Mais rien de bien cohérent ne semblait surgir de ce brainstorm nocturne et involontaire. Les images du Grec tournoyaient régulièrement comme un diaporama malade et obscène. Le fichier Manta, se répétait-elle alors, comme un mantra hypnotique, le fichier Manta, tâchant de se concentrer sur ce qu'elle avait découvert d'important.

Travis. Skip. Un bateau. Une société. Un hangar sans doute quelque part. Un compte bancaire. Il faudrait s'occuper de cela dès demain, après avoir vu les cadavres à la morgue.

De faux citoyens belges. Roulant dans une voiture allemande. Des hommes d'Eva Kristensen?

Mais par qui se seraient-ils fait descendre? Eva K. aurait-elle des concurrents? Le milieu? La maffia?

Bon sang, Oliveira lui avait dit que Travis connaissait des dealers mais aussi des sortes d'agents d'influence ou de liaison de la-maffia…

Nom de dieu… Travis aurait-il fait appel à des tueurs expérimentés du syndicat du crime sicilien pour contrer son ex-femme?

Elle se retourna sur le dos, soudainement tendue, et concentrée.

Oui, pensait-elle alors, presque furieusement.

La chose ne s'était jamais éclairée sous cet angle.

Travis était peut-être plus qu'un simple marin toxico? Peut-être n'était-ce qu'une couverture? Peut-être travaillait-il en fait pour la maffia, ou une organisation approchante?

En ce cas, pourquoi aurait-il fait exécuter ces hommes sur le bord d'une route portugaise? Ben tiens, réagissait-elle. Parce qu'ils y étaient, évidemment. Ce qui voulait dire qu'Eva K. n'était pas loin et que l'étau se resserrait. Travis devait très certainement se méfier au plus haut point de son exfemme. Il avait alors pris les devants et fait exécuter deux types un peu trop curieux… Peut-être Travis se planquait-il à un endroit peu éloigné du lieu de l'exécution… Oui, oui sans doute. Mais il y avait autre chose. Et cette autre chose, Anita le savait de tout son être, cette autre chose c'était Alice.
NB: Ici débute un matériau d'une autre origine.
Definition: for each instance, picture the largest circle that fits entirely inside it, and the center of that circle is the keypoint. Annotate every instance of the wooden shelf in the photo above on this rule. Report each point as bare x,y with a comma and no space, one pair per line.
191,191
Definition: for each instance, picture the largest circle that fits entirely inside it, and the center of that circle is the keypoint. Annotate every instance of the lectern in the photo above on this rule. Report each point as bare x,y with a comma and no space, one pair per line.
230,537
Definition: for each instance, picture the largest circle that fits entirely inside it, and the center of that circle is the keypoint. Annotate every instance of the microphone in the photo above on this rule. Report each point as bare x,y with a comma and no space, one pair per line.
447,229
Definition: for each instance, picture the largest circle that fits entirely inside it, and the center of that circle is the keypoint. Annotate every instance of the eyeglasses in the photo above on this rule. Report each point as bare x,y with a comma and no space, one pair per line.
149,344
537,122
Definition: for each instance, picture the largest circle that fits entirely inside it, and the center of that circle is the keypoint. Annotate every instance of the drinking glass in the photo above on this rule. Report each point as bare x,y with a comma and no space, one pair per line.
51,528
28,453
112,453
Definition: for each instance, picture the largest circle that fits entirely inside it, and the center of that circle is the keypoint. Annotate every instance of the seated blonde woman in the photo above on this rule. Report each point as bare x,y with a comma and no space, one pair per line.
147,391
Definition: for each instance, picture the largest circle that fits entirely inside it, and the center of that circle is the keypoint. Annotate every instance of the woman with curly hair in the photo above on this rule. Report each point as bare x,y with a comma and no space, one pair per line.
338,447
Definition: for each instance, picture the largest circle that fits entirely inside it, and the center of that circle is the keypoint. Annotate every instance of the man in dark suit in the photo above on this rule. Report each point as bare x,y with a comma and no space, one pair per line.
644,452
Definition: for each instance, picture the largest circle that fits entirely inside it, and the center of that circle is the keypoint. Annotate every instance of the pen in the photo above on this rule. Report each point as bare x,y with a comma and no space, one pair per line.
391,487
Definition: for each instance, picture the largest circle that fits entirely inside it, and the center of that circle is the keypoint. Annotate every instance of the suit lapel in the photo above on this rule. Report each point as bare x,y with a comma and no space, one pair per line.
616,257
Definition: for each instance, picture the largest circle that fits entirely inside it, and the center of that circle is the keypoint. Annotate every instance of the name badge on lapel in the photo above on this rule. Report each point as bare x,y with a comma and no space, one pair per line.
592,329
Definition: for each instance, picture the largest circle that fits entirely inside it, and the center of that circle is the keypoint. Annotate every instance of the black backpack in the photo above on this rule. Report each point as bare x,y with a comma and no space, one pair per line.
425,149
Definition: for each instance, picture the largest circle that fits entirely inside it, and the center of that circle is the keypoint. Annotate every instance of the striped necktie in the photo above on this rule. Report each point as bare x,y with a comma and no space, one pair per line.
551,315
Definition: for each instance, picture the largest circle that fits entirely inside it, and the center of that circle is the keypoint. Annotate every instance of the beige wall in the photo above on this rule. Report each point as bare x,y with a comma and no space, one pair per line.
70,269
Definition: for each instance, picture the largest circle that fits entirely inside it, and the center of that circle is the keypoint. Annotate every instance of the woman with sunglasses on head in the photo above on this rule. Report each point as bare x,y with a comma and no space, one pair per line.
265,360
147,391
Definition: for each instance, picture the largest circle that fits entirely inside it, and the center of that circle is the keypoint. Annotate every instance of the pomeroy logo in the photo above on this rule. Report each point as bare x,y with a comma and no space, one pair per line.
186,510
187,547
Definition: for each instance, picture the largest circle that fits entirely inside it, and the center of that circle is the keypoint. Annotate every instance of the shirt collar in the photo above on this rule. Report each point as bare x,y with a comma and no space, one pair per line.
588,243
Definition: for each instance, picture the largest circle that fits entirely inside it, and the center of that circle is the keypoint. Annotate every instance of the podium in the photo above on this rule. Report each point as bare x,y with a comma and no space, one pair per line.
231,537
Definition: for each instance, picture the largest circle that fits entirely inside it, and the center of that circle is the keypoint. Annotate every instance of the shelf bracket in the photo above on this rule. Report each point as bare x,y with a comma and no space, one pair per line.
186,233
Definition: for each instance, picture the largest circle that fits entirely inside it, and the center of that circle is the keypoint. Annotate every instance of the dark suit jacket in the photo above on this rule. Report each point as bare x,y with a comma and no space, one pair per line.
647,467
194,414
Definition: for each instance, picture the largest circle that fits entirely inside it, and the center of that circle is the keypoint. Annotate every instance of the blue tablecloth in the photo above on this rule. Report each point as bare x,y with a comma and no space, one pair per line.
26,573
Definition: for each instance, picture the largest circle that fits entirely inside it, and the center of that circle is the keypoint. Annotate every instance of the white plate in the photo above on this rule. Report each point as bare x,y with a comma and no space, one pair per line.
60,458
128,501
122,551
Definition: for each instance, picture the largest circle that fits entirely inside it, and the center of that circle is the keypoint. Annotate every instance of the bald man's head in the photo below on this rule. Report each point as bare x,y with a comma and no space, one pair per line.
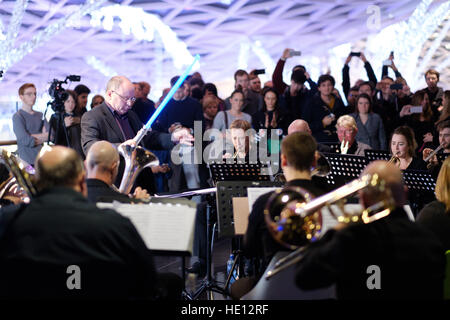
393,180
101,155
299,126
60,166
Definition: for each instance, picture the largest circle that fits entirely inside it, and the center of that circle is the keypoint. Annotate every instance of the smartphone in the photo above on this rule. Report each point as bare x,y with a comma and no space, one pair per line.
396,86
295,53
416,109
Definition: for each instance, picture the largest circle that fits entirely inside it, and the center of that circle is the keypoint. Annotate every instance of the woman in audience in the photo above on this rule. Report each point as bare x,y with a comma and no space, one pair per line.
271,116
72,125
210,105
223,119
323,111
436,215
370,126
445,112
403,146
421,122
240,137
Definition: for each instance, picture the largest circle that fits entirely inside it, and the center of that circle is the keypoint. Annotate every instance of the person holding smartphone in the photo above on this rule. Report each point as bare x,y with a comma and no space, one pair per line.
419,116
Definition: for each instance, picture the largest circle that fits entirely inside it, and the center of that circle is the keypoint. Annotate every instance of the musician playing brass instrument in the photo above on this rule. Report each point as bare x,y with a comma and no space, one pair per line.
297,157
390,258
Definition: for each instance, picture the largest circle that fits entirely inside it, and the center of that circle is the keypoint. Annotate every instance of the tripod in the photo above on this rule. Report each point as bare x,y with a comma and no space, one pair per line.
58,118
208,284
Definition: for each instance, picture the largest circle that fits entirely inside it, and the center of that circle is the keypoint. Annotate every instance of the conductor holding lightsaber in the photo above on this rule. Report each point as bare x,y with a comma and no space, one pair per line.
114,121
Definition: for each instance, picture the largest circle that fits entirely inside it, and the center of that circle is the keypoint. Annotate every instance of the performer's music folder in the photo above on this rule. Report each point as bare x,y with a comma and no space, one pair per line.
162,226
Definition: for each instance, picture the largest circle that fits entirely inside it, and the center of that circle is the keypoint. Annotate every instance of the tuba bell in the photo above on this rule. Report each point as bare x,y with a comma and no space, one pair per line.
295,220
136,159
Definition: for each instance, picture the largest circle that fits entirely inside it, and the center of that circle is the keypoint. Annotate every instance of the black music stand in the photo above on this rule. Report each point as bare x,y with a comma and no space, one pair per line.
421,186
239,171
344,168
373,155
226,191
442,156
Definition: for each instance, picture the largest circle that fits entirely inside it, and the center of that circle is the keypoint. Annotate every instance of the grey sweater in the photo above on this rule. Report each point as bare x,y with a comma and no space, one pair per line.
24,125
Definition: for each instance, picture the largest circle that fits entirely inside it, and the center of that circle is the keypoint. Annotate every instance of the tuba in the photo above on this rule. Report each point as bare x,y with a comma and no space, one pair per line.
294,218
136,159
21,173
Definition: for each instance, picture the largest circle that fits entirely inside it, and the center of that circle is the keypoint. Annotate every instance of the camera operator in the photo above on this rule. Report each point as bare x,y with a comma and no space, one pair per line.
68,134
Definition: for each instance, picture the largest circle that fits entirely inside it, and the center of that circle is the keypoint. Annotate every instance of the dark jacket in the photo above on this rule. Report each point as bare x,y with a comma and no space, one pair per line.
98,191
100,124
316,111
410,259
59,229
435,218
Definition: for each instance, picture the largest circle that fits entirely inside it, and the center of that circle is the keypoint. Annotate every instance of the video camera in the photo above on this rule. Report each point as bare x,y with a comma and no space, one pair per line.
59,94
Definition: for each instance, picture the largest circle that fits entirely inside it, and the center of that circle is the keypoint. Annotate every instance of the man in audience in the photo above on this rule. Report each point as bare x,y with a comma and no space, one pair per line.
102,164
389,258
62,247
182,111
346,131
82,95
300,125
252,100
435,93
30,130
277,76
346,74
143,107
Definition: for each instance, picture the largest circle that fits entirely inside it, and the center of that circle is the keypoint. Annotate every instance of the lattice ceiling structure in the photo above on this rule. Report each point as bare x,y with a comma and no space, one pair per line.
228,34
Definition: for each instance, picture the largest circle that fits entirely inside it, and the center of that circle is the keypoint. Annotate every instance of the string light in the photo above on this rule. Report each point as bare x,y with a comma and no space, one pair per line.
142,25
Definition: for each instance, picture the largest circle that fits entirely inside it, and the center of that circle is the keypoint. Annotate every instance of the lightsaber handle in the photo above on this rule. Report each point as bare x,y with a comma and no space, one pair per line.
141,133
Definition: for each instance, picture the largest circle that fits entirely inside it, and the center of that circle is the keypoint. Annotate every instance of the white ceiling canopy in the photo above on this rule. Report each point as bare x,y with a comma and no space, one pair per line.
217,30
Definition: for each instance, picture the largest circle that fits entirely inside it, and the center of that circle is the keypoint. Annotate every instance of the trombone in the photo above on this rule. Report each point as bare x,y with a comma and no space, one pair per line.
296,220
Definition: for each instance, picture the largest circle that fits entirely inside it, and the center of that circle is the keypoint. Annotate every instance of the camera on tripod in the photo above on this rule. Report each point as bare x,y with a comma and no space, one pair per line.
59,94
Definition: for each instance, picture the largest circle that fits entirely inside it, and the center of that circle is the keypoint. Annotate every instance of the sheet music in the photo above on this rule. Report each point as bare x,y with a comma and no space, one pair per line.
167,226
255,193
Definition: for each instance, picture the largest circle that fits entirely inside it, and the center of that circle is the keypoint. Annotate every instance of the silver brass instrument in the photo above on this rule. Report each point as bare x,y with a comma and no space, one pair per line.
295,220
22,176
136,159
432,154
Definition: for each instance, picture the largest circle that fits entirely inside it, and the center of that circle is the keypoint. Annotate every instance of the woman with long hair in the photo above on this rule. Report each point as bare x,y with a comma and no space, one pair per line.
271,116
421,122
403,145
436,215
370,126
223,119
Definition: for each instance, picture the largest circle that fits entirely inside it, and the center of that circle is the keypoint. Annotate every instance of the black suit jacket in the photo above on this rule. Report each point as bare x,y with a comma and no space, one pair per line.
98,191
410,259
58,229
100,124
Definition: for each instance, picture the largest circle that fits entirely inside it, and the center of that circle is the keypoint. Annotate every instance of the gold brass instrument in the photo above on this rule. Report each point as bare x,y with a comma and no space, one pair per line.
136,159
394,159
295,220
432,154
23,175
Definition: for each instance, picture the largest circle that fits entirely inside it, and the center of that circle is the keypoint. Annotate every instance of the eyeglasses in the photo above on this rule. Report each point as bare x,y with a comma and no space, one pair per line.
130,100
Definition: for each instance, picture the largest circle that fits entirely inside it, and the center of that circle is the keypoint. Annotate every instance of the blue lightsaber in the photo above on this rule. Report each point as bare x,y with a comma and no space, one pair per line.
163,104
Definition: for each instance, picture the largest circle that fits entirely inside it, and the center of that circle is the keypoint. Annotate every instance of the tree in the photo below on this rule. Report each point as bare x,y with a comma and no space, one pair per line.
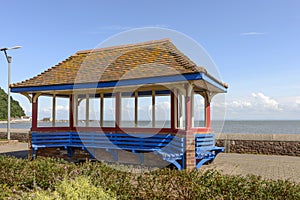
16,110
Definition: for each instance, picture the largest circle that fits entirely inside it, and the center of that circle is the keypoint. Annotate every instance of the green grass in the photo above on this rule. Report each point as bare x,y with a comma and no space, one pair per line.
49,178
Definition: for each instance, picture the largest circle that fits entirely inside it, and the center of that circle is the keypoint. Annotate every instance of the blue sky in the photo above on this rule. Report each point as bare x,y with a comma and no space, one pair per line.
255,44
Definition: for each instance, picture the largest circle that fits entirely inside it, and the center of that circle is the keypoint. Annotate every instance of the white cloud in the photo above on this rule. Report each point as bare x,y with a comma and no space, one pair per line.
254,102
265,102
253,33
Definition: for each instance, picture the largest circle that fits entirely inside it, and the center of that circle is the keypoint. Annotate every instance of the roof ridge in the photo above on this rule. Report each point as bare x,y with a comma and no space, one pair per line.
125,46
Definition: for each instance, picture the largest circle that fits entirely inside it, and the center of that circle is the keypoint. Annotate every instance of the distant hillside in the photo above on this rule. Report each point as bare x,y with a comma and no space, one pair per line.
16,109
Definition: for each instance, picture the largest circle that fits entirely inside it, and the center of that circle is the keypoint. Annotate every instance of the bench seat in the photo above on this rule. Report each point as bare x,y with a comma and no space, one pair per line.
170,148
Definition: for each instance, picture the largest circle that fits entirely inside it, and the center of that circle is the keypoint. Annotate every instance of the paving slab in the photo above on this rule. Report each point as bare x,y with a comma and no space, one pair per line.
267,166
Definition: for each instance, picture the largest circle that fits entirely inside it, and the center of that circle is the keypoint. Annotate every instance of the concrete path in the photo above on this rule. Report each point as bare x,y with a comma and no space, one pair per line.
267,166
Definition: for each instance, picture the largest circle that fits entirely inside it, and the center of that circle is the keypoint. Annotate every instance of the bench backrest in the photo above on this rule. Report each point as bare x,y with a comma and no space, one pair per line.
108,140
204,141
58,138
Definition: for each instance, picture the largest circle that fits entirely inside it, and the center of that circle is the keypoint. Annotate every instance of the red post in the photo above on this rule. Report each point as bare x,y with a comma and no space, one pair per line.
118,110
190,162
188,115
207,113
34,112
173,110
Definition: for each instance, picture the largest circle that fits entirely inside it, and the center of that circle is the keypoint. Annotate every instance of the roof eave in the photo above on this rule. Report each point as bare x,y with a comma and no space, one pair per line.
128,82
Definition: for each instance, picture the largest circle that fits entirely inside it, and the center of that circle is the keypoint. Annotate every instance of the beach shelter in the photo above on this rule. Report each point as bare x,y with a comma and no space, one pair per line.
136,99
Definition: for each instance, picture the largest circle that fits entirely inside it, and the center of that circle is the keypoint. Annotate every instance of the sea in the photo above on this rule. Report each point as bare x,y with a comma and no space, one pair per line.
228,126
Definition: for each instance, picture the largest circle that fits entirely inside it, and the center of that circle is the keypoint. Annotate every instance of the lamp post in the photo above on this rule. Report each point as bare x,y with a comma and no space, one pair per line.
8,58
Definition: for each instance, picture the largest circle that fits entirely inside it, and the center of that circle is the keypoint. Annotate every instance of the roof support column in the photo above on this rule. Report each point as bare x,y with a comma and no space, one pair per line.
118,110
75,112
101,109
87,110
153,108
71,114
34,111
190,162
207,99
136,95
173,110
53,110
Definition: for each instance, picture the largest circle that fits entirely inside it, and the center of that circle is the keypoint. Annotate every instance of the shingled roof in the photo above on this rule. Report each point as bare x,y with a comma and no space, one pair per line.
136,61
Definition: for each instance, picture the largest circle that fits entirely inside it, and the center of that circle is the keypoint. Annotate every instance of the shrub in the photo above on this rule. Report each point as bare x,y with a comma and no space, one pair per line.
78,189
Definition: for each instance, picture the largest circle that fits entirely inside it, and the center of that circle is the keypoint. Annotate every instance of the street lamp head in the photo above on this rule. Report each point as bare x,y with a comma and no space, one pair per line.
14,47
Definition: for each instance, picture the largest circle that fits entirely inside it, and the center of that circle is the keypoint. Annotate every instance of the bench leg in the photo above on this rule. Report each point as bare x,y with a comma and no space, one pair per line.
33,154
70,152
114,153
141,157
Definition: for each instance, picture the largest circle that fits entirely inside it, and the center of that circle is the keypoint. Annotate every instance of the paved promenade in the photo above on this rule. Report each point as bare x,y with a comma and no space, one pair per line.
267,166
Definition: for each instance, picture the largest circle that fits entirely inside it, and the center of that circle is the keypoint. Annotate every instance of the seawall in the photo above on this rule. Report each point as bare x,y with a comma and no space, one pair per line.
269,144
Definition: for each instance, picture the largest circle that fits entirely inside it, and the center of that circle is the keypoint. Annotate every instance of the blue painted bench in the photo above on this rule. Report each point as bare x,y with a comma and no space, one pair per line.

Elle ne savait d'où venait cette impression mais elle sentait comme l'aura immatérielle de la fillette dans cet «incident». Elle s'agita dans les draps.

Une sorte de scénario tramait sa toile dans son esprit. Et si Travis avait en quelque sorte planifié la fugue d'Alice? Oui mais… Comment?

Pas de réponse.

Supposons qu'il travaille pour la maffia, il doit posséder des relations bien placées et un réseau efficace. Admettons qu'il ait réussi à communiquer avec Alice, malgré sa déchéance des droits paternels. Peut-être était-ce cela le projet dont Travis parlait dans son courrier au Grec. Peut-être même était-ce pour cela qu'il avait programmé sa disparition?

Pour s'évanouir dans la nature des mois avant l’execution. Histoire d'avoir le temps de bien brouiller les pistes. Sans doute le bateau aurait-il servi à filer aux antipodes, avec sa fille, dans une retraite bien préparée.

Oui, mais Alice s'était sauvée de chez elle après avoir vu la cassette de Chatarjampa, il était difficile de voir une main extérieure à tout cela.